Can A 1963 Chevrolet Corvette Stingray Really Be Worth $200k?

Jan 11, 2019 2 min read
Can A 1963 Chevrolet Corvette Stingray Really Be Worth $200k?

For the Autosport International Show 2019, Motorious is showcasing arguably the finest 1963 Chevrolet Corvette Stingray in existence ­– but is it really worth $200k?

The 1963 Chevrolet Corvette Sting Ray (C2) remains one of Americana’s golden vehicles. Alongside the Mustang and F-150, little else encapsulates the full-blown American spirit so celebrated by the rest of the world.

It’s why Motorious were steadfast about showcasing the finest example throughout Birmingham’s four-day Autosport International 2019. Draped in unblemished blue paintwork and sporting all-original details, the Stingray has certainly drawn a huge number of appreciative enthusiasts – although when acquiring about the ’63 Chevy’s value, jaws drop and eyes bulge.

According to the current market, the Corvette gracing Motorious’ stand in Hall 4 of the National Exhibition Centre is valued at $200,000. However, that assessment is well founded, as this particular Stingray has collectors foaming at the mouth.
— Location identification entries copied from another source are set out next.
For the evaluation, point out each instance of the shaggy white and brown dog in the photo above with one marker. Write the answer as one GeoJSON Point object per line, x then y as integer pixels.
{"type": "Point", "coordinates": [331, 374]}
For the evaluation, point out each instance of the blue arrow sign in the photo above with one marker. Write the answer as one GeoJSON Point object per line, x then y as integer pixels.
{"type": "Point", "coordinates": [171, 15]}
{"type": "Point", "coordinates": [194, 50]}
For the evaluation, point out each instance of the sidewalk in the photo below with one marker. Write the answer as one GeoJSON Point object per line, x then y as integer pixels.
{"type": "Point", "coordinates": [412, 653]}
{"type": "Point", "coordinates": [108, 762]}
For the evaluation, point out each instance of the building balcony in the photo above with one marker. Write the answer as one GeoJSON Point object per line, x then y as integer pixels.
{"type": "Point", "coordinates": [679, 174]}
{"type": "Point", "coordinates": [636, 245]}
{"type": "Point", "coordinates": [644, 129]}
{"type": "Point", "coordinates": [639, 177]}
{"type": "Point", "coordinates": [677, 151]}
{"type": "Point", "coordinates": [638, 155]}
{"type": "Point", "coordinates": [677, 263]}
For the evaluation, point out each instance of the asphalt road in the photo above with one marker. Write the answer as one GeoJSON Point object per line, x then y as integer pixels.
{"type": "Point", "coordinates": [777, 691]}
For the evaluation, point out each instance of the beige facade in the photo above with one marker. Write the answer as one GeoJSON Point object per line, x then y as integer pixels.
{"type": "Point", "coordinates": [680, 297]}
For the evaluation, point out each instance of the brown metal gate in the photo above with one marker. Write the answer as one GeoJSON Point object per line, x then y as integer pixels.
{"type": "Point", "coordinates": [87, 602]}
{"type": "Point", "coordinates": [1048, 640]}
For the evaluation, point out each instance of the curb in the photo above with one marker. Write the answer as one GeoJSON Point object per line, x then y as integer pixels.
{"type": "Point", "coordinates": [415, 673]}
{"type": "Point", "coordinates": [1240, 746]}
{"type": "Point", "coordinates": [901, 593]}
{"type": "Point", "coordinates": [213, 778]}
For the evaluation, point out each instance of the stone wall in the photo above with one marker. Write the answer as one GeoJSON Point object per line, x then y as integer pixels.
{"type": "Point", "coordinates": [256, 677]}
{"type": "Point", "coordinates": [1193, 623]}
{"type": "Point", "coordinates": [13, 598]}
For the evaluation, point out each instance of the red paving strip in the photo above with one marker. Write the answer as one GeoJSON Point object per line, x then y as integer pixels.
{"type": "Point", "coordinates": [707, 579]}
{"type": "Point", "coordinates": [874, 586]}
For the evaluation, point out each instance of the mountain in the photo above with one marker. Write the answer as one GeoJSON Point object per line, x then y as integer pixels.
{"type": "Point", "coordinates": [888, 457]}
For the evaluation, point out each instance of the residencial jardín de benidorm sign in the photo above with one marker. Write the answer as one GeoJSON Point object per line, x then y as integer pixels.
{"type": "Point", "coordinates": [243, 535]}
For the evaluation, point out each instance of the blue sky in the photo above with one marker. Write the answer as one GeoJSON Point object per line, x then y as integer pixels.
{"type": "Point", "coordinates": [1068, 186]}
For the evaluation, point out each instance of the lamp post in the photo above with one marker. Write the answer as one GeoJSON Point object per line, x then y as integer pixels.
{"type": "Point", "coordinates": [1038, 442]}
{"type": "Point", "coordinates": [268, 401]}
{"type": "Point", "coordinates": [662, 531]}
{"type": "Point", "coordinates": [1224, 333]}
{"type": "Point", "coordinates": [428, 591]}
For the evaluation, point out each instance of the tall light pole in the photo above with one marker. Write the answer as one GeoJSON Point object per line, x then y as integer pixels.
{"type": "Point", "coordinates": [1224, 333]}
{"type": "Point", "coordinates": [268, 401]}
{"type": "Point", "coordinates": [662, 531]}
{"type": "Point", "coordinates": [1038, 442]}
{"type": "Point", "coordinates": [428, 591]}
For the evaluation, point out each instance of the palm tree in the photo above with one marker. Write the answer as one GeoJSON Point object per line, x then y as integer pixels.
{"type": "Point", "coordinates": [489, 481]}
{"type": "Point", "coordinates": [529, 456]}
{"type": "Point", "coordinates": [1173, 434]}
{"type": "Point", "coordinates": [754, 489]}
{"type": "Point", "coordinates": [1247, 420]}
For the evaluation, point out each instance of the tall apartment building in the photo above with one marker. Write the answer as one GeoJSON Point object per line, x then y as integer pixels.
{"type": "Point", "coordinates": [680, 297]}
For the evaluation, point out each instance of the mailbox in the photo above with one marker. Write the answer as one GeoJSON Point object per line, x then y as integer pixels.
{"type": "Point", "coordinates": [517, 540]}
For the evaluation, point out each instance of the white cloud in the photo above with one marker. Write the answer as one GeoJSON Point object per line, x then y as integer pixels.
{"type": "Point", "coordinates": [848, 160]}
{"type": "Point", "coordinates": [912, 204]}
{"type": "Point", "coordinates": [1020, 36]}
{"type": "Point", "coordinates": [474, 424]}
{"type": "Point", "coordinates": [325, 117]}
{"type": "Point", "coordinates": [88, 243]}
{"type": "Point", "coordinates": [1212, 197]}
For starters, the Chevy underwent a strict rebuild where the majority of original components were retained. The vehicle is mint, both inside and out. Then there is the engine – a heathy 327 cubic inch fuel-injected small block V8 boasting 360bhp, alongside the ability to breach 130mph.

While the C2 remains a fairly rare car on the contemporary market – with only 21,513 coupes and convertibles built – this ’63 is one of only 10,594 coupes to leave the production line between 1963 and 1967. Since then, with the majority falling away with time’s relentless march. Desirability is high, but there aren't enough examples to go around.

As a survivor, the Corvette’s value was always going to rest beyond the reach of mere mortals. Yet, the most significant aspect remains that rear ‘split windscreen’ – cementing the vehicle’s price tag firmly in place.

Only cars from the first year of production offered split rear screens, providing a talismanic quality for true Chevy enthusiasts in search of muscle car nirvana. As a time capsule worthy of collector car status, only Corvette Stingrays with the ‘proper’ rear screen are considered – making the Motorious example a hot commodity.

Examples in lesser health can be picked up for under $50k, but projects will often test the patience of a saint. Besides the exclusivity and condition, the Stingray presented by Motorious radiates an ability that you always pay top dollar for – the capability to drive away trouble free.

If you baulk at the value, the sad news is that prices are only set to increase. At $200k, this Stingray is undoubtedly top of the market. Convertibles often command a slightly higher premium, but it’s the Coupé that does it for us. And judging by market demand, the design does it for the majority of enthusiasts, too.